Diminuição da camada de ozono pode ter causado extinção em massa há 252 milhões de anos

O maior evento de extinção em massa da Terra há 252 milhões de anos pode ter sido gravemente exacerbado por uma camada de ozono diluída, descobriram investigadores.

A extinção do Permiano-Triássico foi absolutamente devastadora. Destruiu 75% dos animais terrestres, 95% da vida marinha e ainda linhagens de plantas incontáveis ​​por todo o mundo. A desestabilização de plantas e episódios de recuperação continuaram a acontecer durante mais 500 mil anos, já bem no período Triássico.

Ao mesmo tempo, durante um período de um milhão de anos – há 251 e 250 milhões de anos -, ocorreu uma erupção vulcânica absolutamente gigante, que criou a região conhecida como Armadilhas da Sibéria.

Durante muito tempo, os cientistas pensaram que os dois eventos estavam interligados e que o efeito das erupções vulcânicas sobre a camada de ozono desempenhava um papel – mas qual era papel continua por esclarecer.

Por exemplo, a chuva ácida poderia ter contribuído, mas os seus efeitos são, tendencialmente, mais localizados do que a ruína global que ocorreu.
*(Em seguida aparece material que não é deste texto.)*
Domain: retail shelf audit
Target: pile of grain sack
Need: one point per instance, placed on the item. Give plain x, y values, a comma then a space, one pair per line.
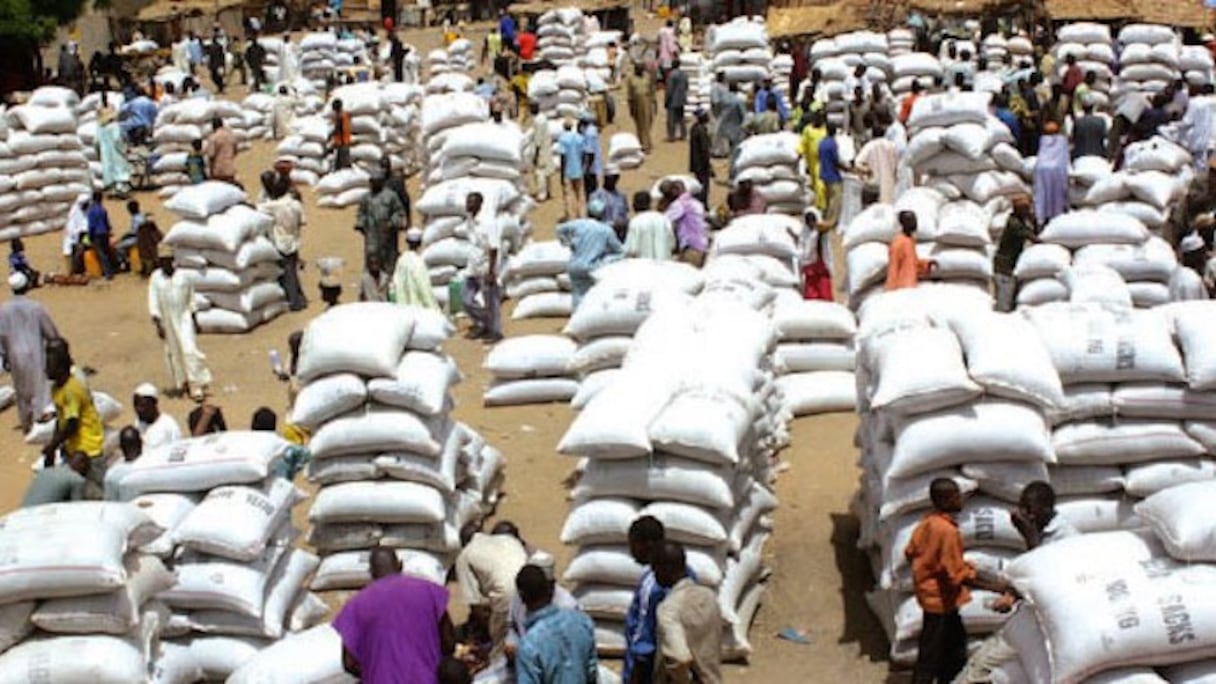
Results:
778, 173
221, 246
43, 163
1096, 256
393, 467
467, 152
237, 582
1108, 403
180, 123
77, 601
692, 448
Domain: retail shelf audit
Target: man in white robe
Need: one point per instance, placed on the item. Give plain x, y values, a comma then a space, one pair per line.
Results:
172, 306
411, 281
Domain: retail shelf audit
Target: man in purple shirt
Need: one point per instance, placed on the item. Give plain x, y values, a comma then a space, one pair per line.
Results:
397, 629
687, 214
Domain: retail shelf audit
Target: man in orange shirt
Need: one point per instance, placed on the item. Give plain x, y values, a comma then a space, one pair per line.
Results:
940, 579
904, 268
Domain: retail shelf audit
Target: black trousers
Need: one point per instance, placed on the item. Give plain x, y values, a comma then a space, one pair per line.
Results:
941, 650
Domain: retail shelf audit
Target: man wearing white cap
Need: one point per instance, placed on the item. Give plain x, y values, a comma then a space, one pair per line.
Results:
1187, 281
24, 330
156, 429
172, 307
411, 281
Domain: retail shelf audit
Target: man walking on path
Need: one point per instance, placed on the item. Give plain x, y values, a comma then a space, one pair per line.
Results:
395, 631
24, 330
642, 104
675, 99
559, 645
380, 219
172, 307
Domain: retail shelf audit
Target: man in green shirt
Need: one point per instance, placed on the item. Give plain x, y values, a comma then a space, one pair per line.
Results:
1019, 229
58, 485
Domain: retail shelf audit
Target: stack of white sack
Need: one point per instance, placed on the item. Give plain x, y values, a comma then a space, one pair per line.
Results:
460, 56
1133, 426
78, 596
221, 246
1064, 629
915, 67
226, 519
739, 49
686, 432
625, 151
625, 293
534, 369
815, 355
448, 246
955, 235
970, 407
178, 127
964, 151
1096, 256
595, 62
1095, 51
837, 59
536, 279
1195, 62
777, 172
313, 656
394, 469
701, 80
1148, 60
317, 57
562, 35
86, 125
258, 111
43, 164
108, 410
O estudante de pós-graduação Jeffrey Benca, da Universidade da Califórnia, Berkeley e a equipa acreditam que podem ter encontrado uma resposta – uma que é um conto de precaução para as mudanças climáticas que ocorrem hoje.
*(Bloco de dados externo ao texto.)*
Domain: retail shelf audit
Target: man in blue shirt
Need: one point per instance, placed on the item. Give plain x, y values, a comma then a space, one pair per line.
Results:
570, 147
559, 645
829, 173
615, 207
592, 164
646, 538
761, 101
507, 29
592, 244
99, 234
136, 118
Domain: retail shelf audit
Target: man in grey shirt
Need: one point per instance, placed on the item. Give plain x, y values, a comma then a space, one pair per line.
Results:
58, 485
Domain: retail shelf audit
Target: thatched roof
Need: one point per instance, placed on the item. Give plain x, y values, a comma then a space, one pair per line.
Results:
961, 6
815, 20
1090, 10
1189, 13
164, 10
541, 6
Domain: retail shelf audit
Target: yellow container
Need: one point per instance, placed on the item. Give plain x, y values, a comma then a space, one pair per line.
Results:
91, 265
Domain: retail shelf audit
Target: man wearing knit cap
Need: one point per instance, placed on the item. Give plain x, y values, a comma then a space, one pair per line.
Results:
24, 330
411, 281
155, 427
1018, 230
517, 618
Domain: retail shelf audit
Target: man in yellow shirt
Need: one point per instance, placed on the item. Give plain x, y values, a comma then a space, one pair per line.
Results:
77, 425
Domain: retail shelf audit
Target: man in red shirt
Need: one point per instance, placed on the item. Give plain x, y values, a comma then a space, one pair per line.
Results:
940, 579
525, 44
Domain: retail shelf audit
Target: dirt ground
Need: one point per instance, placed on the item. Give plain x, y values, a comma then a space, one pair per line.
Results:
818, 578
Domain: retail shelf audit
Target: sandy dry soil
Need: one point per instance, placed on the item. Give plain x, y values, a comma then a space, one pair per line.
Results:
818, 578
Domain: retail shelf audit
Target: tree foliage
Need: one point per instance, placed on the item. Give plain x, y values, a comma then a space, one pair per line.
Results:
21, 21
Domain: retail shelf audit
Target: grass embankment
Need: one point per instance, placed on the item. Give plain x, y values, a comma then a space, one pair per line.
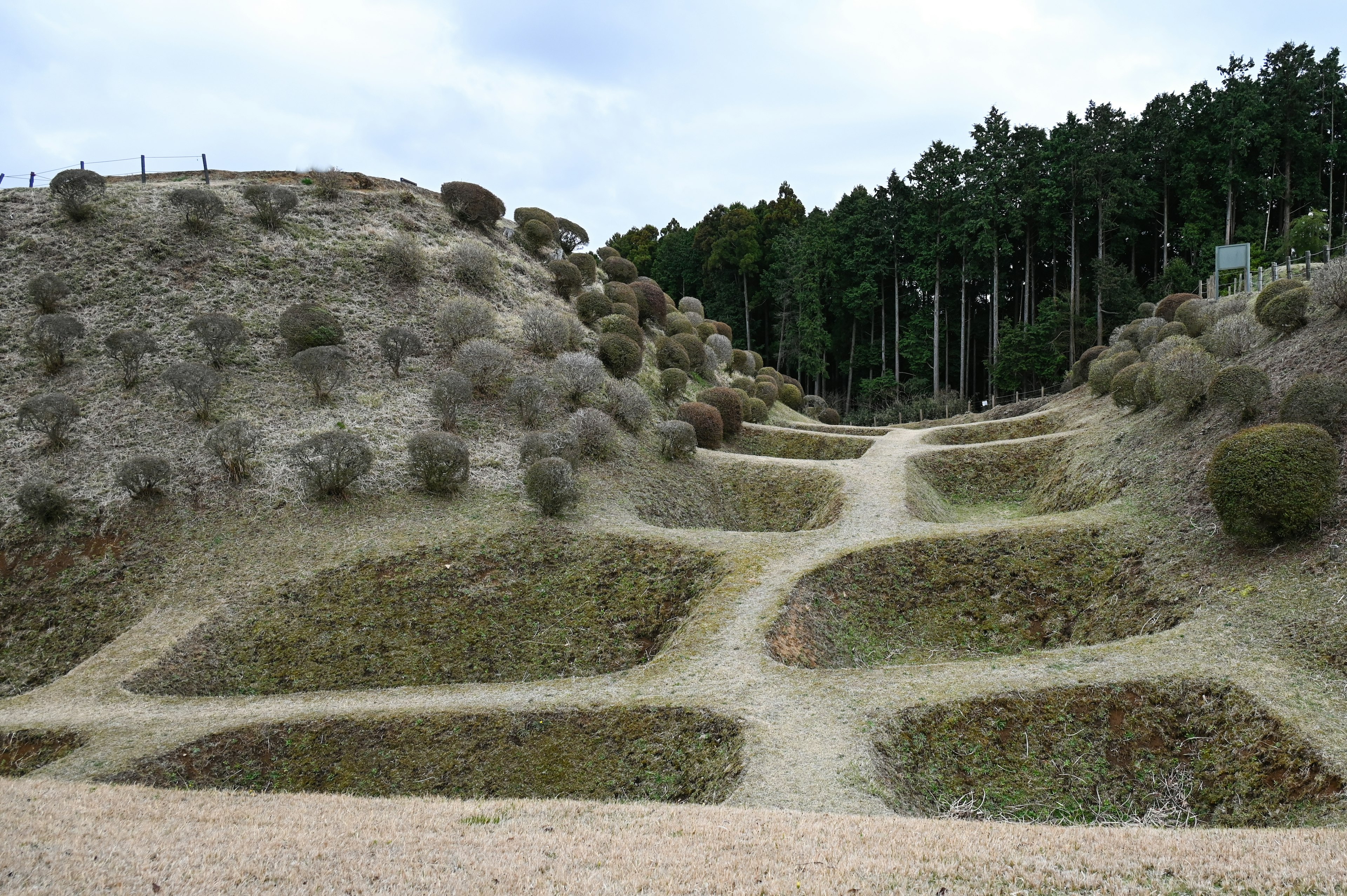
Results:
518, 606
667, 755
966, 597
1179, 752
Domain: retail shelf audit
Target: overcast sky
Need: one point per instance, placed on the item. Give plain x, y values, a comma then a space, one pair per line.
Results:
609, 114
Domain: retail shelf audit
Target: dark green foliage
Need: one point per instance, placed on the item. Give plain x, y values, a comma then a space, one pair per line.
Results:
48, 291
1318, 399
472, 204
332, 461
1272, 483
731, 407
1162, 752
42, 502
398, 344
438, 460
1241, 389
308, 325
706, 421
143, 475
76, 192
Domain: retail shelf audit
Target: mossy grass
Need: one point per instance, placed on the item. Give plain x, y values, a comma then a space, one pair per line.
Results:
638, 754
1164, 752
966, 597
519, 606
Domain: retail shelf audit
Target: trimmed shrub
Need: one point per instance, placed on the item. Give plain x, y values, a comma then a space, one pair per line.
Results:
48, 291
731, 407
619, 269
271, 204
464, 318
42, 502
308, 325
398, 344
1318, 399
566, 278
1240, 389
620, 355
196, 386
576, 376
551, 486
235, 444
143, 475
529, 397
485, 363
51, 414
53, 336
706, 421
324, 368
472, 204
628, 405
330, 463
438, 460
475, 266
217, 333
1271, 483
77, 192
403, 259
1286, 312
448, 394
546, 332
128, 350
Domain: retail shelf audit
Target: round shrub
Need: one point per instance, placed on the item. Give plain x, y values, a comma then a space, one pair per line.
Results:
332, 461
1318, 399
1271, 483
551, 486
438, 460
1240, 389
42, 502
619, 269
706, 421
308, 325
731, 406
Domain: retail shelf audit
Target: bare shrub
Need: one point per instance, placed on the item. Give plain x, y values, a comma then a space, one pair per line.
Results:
464, 318
576, 376
271, 204
196, 386
51, 414
551, 486
485, 363
438, 460
529, 397
235, 445
42, 502
324, 368
77, 192
128, 350
199, 205
143, 475
48, 291
53, 336
450, 391
398, 344
217, 333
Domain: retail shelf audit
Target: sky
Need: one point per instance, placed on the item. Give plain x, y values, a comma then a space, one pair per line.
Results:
614, 115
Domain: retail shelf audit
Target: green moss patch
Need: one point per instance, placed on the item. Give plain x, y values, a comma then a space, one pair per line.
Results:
667, 755
768, 441
745, 498
1171, 752
541, 603
966, 597
26, 750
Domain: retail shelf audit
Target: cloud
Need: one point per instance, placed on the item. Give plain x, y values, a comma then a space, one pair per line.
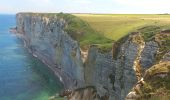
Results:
150, 4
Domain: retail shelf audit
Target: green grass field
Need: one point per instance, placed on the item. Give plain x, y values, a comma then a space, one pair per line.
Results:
115, 26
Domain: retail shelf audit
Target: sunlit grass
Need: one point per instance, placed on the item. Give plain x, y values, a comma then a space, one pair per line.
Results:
115, 26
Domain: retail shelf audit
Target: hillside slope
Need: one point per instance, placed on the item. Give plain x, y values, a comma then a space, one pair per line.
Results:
82, 57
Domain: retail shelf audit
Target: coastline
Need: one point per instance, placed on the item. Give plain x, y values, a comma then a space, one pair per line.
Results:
58, 72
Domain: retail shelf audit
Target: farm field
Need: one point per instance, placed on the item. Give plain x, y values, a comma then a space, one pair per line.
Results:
115, 26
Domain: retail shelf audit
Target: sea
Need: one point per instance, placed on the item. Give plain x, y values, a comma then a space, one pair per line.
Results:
22, 77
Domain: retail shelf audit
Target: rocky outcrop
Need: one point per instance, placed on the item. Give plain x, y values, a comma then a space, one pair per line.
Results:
46, 39
112, 74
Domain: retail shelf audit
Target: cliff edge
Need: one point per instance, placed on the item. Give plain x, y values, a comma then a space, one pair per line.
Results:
82, 57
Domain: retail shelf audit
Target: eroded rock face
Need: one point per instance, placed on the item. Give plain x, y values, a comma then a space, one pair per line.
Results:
100, 72
112, 75
148, 54
46, 39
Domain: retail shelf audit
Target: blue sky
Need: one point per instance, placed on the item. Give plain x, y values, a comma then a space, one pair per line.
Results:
86, 6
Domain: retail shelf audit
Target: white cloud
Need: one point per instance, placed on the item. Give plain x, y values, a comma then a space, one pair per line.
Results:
150, 4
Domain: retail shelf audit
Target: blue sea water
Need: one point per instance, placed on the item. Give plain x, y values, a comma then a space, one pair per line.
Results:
22, 77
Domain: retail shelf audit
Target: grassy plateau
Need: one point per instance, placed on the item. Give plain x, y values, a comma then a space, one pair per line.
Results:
115, 26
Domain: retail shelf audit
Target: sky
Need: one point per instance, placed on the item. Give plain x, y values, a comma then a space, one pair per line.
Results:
86, 6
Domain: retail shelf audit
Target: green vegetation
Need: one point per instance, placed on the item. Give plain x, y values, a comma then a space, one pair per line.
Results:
157, 80
149, 32
103, 29
116, 26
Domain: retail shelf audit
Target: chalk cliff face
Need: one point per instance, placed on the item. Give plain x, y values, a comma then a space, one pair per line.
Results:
45, 38
113, 74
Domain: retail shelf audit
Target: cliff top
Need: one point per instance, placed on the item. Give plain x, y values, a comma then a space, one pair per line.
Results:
78, 29
116, 26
O grupo de estudantes descobriu que, quando colocados sob os mesmos níveis de luz ultravioleta extremos que acreditam ter ocorrido durante o evento de extinção, os pinheiros são temporariamente esterilizados.

Para chegar a esta conclusão, a equipa irradiou pequenos bonsais com não mais do que 49 centímetros, com até 13 vezes a luz UV de um dia de sol para simular os efeitos da diminuição de ozono durante dois meses.

Durante esse tempo, nenhuma das árvores morreu, mas o seu pólen ficou mal-formado, e todas as sementes encolheram e morreram depois de alguns dias, tornando as árvores estéreis.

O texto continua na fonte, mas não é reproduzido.